NSORN: Designing a Benchmark Dataset for Neurosymbolic Ontology Reasoning with Noise

Previous Version:

NSORN: Designing a Benchmark Dataset for Neurosymbolic Ontology Reasoning with Noise

Tags:

Reviewed

Decision:
Minor Revision

Solicited Reviews:

Review #1 submitted on 18/Jan/2026

By Anonymous User
Review Details

Reviewer has chosen to be Anonymous

Overall Impression: Good

Content:
Technical Quality of the paper: Good
Originality of the paper: Yes, but limited
Adequacy of the bibliography: Yes

Presentation:
Adequacy of the abstract: Yes
Introduction: background and motivation: Good
Organization of the paper: Satisfactory
Level of English: Satisfactory
Overall presentation: Good

Detailed Comments:

The authors propose NSORN (Neurosymbolic Ontology Reasoning with Noise), a framework designed to address the current lack of standardized benchmarks and evaluation metrics for assessing the robustness of neurosymbolic ontology reasoning systems. To mitigate this gap, the authors developed three specific mechanisms for introducing noise into the ABox of an ontology: logical noise derived from axiom violations, random corruption of triples, and statistical noise generated through Graph Neural Networks.

In their study, the authors evaluated the performance of state-of-the-art neurosymbolic reasoners, specifically Box2EL and OWL2Vec*, alongside the purely neural R-GCN model across the Pizza, Family, and OWL2Bench ontologies. The research focused on class membership and object property assertion tasks under varying noise intensities.
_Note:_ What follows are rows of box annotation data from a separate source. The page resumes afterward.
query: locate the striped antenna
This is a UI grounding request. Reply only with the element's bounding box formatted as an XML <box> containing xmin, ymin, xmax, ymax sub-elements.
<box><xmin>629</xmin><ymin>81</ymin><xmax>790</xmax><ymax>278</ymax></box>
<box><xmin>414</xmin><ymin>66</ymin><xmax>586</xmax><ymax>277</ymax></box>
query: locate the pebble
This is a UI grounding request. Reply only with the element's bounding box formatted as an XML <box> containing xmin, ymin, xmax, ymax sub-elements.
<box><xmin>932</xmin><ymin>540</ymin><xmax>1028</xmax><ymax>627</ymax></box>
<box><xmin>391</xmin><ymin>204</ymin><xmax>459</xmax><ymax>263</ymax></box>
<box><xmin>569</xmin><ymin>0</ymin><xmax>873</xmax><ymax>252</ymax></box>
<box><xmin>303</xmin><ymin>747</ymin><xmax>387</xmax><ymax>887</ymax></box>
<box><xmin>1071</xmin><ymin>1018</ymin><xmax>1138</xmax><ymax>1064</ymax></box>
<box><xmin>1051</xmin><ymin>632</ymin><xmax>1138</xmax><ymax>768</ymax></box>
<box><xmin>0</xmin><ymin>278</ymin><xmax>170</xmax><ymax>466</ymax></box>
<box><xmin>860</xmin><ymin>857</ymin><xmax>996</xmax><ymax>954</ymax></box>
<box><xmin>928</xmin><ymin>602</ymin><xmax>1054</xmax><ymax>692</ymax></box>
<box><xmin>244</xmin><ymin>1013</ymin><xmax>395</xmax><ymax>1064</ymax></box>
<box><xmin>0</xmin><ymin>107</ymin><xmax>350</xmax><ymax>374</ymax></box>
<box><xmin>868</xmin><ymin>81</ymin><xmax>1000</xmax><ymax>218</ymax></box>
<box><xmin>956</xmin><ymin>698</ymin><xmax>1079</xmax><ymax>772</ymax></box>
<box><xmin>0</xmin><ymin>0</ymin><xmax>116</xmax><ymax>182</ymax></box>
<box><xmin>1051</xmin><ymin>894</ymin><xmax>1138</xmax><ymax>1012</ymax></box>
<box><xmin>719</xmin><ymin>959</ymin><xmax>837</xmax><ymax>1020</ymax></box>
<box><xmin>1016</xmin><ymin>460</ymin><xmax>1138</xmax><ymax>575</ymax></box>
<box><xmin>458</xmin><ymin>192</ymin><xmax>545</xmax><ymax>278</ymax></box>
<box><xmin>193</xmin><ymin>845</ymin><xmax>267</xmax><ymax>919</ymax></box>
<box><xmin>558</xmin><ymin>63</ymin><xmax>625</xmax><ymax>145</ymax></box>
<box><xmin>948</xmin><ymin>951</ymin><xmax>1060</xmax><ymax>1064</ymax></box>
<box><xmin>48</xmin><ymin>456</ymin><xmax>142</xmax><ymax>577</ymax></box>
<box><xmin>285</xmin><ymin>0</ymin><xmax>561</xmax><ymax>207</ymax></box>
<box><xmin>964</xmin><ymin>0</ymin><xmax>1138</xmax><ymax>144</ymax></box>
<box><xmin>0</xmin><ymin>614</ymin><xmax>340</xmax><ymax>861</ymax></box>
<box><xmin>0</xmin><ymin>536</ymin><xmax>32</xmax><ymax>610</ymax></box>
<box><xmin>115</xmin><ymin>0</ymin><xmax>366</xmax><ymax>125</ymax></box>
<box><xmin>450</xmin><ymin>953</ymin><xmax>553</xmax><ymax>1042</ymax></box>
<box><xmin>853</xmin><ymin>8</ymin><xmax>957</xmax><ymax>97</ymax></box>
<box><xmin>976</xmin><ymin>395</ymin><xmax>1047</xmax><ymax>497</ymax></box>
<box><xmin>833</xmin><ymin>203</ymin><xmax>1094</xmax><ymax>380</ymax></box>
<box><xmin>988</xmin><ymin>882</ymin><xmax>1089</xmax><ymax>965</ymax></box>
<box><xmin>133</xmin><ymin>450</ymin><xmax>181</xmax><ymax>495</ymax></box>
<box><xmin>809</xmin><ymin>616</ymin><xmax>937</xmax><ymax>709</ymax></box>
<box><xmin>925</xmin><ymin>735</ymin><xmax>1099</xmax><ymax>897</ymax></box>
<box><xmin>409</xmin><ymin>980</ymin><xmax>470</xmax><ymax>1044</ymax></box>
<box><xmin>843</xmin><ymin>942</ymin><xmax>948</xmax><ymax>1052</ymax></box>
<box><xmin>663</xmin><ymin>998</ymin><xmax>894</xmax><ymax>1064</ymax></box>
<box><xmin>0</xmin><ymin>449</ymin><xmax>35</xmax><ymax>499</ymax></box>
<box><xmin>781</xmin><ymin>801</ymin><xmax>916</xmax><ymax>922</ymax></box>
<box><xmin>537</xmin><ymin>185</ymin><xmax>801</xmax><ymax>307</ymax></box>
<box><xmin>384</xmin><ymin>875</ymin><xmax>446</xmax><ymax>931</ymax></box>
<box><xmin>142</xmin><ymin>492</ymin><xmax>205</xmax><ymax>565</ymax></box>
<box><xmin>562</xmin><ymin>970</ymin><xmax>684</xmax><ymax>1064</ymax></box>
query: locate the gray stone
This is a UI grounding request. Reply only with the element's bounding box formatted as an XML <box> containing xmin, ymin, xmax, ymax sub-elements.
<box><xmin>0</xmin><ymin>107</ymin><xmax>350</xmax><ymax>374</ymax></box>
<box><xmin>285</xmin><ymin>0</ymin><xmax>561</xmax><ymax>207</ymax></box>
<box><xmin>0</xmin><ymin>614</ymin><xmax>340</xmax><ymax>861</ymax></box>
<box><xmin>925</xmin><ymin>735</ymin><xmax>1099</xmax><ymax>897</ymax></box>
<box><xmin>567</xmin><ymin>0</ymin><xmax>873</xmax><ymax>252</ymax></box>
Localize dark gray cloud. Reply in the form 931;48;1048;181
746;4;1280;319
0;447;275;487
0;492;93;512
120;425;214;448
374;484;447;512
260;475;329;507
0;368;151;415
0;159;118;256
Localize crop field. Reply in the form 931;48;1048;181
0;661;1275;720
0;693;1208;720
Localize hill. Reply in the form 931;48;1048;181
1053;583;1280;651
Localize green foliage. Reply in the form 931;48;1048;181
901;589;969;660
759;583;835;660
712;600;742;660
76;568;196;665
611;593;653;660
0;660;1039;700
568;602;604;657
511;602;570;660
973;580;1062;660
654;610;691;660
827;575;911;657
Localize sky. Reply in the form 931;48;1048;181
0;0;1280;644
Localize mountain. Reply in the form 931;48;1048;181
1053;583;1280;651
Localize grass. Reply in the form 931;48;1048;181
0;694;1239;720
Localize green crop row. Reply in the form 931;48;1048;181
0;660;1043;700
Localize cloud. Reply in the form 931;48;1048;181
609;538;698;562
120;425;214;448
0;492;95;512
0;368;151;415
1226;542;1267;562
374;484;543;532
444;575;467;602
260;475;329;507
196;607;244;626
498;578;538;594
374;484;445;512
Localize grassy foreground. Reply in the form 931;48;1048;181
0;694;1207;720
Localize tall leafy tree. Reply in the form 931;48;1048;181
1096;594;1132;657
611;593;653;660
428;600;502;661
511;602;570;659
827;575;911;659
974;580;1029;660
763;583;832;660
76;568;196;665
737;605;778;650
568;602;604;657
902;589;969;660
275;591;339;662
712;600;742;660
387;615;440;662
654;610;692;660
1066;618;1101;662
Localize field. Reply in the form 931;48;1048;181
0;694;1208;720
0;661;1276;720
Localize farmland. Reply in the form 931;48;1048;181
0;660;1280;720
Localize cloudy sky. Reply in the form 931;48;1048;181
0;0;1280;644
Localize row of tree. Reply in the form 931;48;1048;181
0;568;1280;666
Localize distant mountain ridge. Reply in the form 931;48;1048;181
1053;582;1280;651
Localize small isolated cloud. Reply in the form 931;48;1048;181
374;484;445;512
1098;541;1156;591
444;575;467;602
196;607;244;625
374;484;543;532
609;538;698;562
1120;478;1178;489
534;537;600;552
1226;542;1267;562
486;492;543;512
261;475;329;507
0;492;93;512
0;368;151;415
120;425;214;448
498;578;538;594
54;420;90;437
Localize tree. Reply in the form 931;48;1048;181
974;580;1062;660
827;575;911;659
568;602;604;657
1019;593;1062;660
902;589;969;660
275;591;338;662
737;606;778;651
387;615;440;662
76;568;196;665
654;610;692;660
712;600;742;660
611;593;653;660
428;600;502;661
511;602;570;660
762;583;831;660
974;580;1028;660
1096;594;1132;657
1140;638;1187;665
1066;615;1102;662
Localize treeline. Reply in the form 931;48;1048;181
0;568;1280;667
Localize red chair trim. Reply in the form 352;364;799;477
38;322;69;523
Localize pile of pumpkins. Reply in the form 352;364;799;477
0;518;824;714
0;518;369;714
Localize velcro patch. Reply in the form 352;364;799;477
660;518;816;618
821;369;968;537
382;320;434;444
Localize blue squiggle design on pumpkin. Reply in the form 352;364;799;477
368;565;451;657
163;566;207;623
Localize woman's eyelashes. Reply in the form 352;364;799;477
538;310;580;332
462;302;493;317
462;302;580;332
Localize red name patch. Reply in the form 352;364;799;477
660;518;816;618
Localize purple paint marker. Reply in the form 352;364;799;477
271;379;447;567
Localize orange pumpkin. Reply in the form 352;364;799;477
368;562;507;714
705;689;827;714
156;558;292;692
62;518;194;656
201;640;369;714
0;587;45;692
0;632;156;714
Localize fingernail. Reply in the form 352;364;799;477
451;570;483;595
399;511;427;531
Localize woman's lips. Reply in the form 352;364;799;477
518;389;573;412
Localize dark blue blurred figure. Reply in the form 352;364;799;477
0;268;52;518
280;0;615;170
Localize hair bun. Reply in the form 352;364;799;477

The results demonstrate that R-GCN consistently exhibits greater resilience to ontological noise—most notably logical noise—maintaining stable performance levels, whereas embedding-based neurosymbolic models suffer significant degradation in accuracy.

Overall, I feel that the paper is significantly more improved from its first version and the authors seem to have taken many of the reviewwr comments into account. I don't have further revisions to suggest.

Review #2 submitted on 02/Feb/2026

By Anonymous User
Review Details

Reviewer has chosen to be Anonymous

Overall Impression: Average

Content:
Technical Quality of the paper: Average
Originality of the paper: Yes
Adequacy of the bibliography: Yes, but see detailed comments

Detailed Comments:

The authors have made a genuine effort to address the concerns raised in the previous review. In particular, they extended the evaluation by adding a third ontology (Pizza) and a purely neural baseline based on Graph Neural Networks, which partially addresses the earlier concern regarding the narrow experimental scope limited to two ontologies and two neurosymbolic approaches. They also corrected the data-splitting strategy by including inferred knowledge during training, which improves the soundness of the experimental setup and strengthens the validity of the reported results.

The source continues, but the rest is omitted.